KARMA TO BURN - Singing The Incantations
May 24, 2010, 14 years ago
By Greg Pratt
The stoner metal community managed to get it together enough to mutter out a “Hell, yeah,” when West Virginia’s KARMA TO BURN got back together last year after a seven-year hiatus following the band’s excellent Almost Heathen disc (a fruitful hiatus, as Karma members took the time off to go play in Nebula and Speedealer). As it turns out, spinning the band’s latest, Appalachian Incantation (their fourth overall, and first for Napalm Records), it seems that not much has changed in the interim. The riffs are still massive, and massively enjoyable, the tunes still gallop along with tons of energy, and the vocals are soaring…

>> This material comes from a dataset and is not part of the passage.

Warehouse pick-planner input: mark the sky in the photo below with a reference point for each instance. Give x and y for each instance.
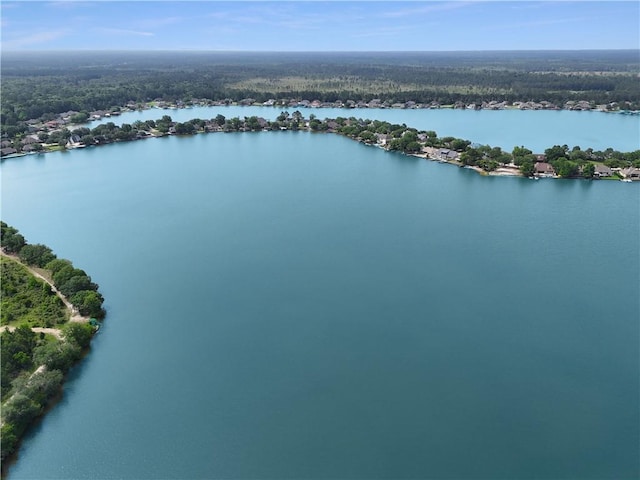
(319, 25)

Wait, vocals? Well, two songs on this full-length do feature singing, but this time around it’s not label suits dictating the caterwauling, it’s just the band doing what they want to do.
“Simple,” says bassist Rich Mullins when asked why singing showed up on the album. “We like those songs. We wrote ‘Waiting On The Western World’ with Daniel Davies (YEAR LONG DISASTER, and son of THE KINKS’ Dave Davies) so it never did not have vocals. We thought it was a very strong song and put it on the record. The John Garcia (KYUSS) song (‘Two Times’) is very old and we finally felt we should release it.”Simple as that. And why not have two songs with vocals on them to mix up what can be, admittedly, a difficult slog: a full-length of instrumental desert/stoner rock? Even with riffs as almighty as the ones Karma To Burn write, it’s nice to mix it up. And Mullins says this kind of vocal-related mixing-up could easily happen again on future albums.
Going back in time a bit, although this band is probably completely exhausted of being asked this, oh well, that’s what we do: why decide to become an instrumental band in the first place? Mullins says it started because Karma To Burn got things going without finding a singer that suited the band; the shows were already booked, so what else are you gonna do?
“We intended to just tell ghost stories in between songs,” he chuckles. “It evolved naturally. It’s definitely rough going instrumental—we weren’t viewed by any music business entity as capable of making them money. It’s a difficult sell for them. Or at least so we’ve been told, by about 1,000 different music biz types.”Mullins’ cynicism is understandable, considering the uphill battle that his band fights every day. But the tunes on the new disc will help both band dudes and band fans chill out a bit, again, those huge riffs bursting with potential pleasure, the songs wildly enjoyable, music biz types be damned. And about that new album, the vocals aren’t the only thing different on there, as the band has added a bit of new touches to keep everyone—but mainly themselves—interested.
“We feel it’s a very solid release,” says Mullins, who adds the band plan on touring “damn hard” for the album. “We’ve started a couple new veins that we want to entertain further and attempted a couple odd twists that, we feel, worked well. For instance, ‘41’ has a feedback bass solo that intertwines throughout the middle and end. That’s just a ‘for instance,’ and probably the instance mentioned because I play bass (laughs).”